Besides pain and addiction, acupuncture can also be used to treat illnesses that affect various organ systems such as the respiratory, gastrointestinal, reproductive, urinary, cardiovascular, and nervous systems.  Common conditions that respond very well include sinusitis, allergies, ringing in the ears (tinnitus), GERD (gastroesophageal reflux), stomach ulcers, constipation, diarrhea, spastic colon (irritable bowel syndrome), urinary incontinence, bladder and kidney infections, PMS, infertility, painful or abnormal menstruation, endometriosis, memory problems, insomnia, anxiety, depression, recovery from strokes, multiple sclerosis, and sensory disturbances such as sciatica or peripheral neuropathy (diabetics).

Acupuncture is effective in treating certain addictive disorders (eating, drugs, alcohol, smoking).  It is often very helpful in stress reduction.

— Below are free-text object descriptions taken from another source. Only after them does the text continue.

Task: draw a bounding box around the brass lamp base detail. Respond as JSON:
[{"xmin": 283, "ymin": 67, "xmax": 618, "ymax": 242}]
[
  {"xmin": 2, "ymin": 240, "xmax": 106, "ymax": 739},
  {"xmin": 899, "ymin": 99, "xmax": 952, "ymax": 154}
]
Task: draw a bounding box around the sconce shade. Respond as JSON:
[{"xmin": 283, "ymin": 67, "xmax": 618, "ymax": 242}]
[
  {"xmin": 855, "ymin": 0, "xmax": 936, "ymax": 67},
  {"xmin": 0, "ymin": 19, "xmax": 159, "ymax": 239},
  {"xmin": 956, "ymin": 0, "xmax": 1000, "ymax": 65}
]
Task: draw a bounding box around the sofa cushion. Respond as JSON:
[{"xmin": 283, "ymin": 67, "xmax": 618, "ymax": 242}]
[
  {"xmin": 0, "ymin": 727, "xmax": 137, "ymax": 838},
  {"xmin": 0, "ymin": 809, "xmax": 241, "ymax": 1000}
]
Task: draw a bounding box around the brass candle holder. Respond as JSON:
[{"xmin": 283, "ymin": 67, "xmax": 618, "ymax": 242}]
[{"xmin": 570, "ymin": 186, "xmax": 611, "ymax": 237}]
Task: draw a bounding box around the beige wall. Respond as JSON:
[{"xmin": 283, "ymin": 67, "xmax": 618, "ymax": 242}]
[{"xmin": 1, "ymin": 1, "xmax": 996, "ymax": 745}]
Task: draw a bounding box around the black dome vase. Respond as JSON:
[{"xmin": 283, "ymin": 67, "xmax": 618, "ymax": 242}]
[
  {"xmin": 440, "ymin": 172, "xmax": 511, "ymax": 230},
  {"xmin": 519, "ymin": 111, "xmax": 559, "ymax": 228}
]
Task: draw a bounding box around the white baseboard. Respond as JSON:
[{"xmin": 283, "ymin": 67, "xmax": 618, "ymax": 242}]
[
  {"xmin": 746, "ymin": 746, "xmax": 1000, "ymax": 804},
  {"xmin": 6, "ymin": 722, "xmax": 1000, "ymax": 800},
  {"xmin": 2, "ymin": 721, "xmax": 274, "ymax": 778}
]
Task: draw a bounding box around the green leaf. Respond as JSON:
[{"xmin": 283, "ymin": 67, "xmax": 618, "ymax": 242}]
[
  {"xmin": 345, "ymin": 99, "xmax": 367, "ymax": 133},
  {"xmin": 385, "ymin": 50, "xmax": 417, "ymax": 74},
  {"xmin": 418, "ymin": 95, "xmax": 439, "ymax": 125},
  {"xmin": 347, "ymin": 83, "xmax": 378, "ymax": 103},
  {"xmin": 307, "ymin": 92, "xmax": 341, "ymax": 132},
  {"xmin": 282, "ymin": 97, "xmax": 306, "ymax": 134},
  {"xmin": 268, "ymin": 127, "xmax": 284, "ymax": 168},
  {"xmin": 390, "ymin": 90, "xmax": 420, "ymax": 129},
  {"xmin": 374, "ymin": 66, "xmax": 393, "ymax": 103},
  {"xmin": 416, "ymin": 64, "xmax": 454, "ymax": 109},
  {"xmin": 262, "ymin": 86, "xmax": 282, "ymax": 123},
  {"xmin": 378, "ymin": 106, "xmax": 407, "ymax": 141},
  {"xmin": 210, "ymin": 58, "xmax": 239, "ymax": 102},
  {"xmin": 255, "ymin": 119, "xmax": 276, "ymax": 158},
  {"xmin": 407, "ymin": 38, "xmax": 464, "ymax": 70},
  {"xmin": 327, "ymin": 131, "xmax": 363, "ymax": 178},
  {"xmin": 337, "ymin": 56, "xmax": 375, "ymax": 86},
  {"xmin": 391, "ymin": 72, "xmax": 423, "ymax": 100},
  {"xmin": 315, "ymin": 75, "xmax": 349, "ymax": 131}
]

Who Can Provide Acupuncture?

There are basically two groups of healthcare providers of acupuncture–physician and non-physician acupuncturists. Physician acupuncturists include both DOs and MDs and are typically trained in acupuncture after they receive their medical licensure.  In my opinion, one of the best physician training programs is given through the Helms Medical Institute in conjunction with both the UCLA and Stanford Schools of Medicine. In most states, trained physicians practice acupuncture under their medical license, although some states (such as PA) issue separate acupuncture licenses. Additional continuing education is available through the American Academy of Medical Acupuncture which sponsors an annual symposium, and through other national and international programs.

Non-physician acupuncturists obtain training through various acupuncture and oriental medical colleges located throughout the U.S. and elsewhere.  They have certification available through the National Certification Commission for Acupuncture and Oriental Medicine (NCCAOM). Non-physician acupuncturists are designated by the titles Dipl. Ac. or Lic. Ac. after their names.  They often receive much more training in other aspects of oriental medicine such as the preparation and dispensing of Chinese herbs.

In some states, chiropractors and naturopaths can also perform acupuncture.  They usually receive training through their own continuing education programs.

Does Insurance Cover Acupuncture?

Many medical insurance plans are tied to Medicare fee schedules.  Recently it was announced that Medicare may cover acupuncture services only for chronic low back pain.  Most private health insurance and managed-care plans do not.  Acupuncture is often covered, however, for the treatment of patients who have been involved in motor vehicle accidents (Auto Insurance) and work-related injuries (Workman’s Compensation).  The amount of coverage varies on a state by state basis.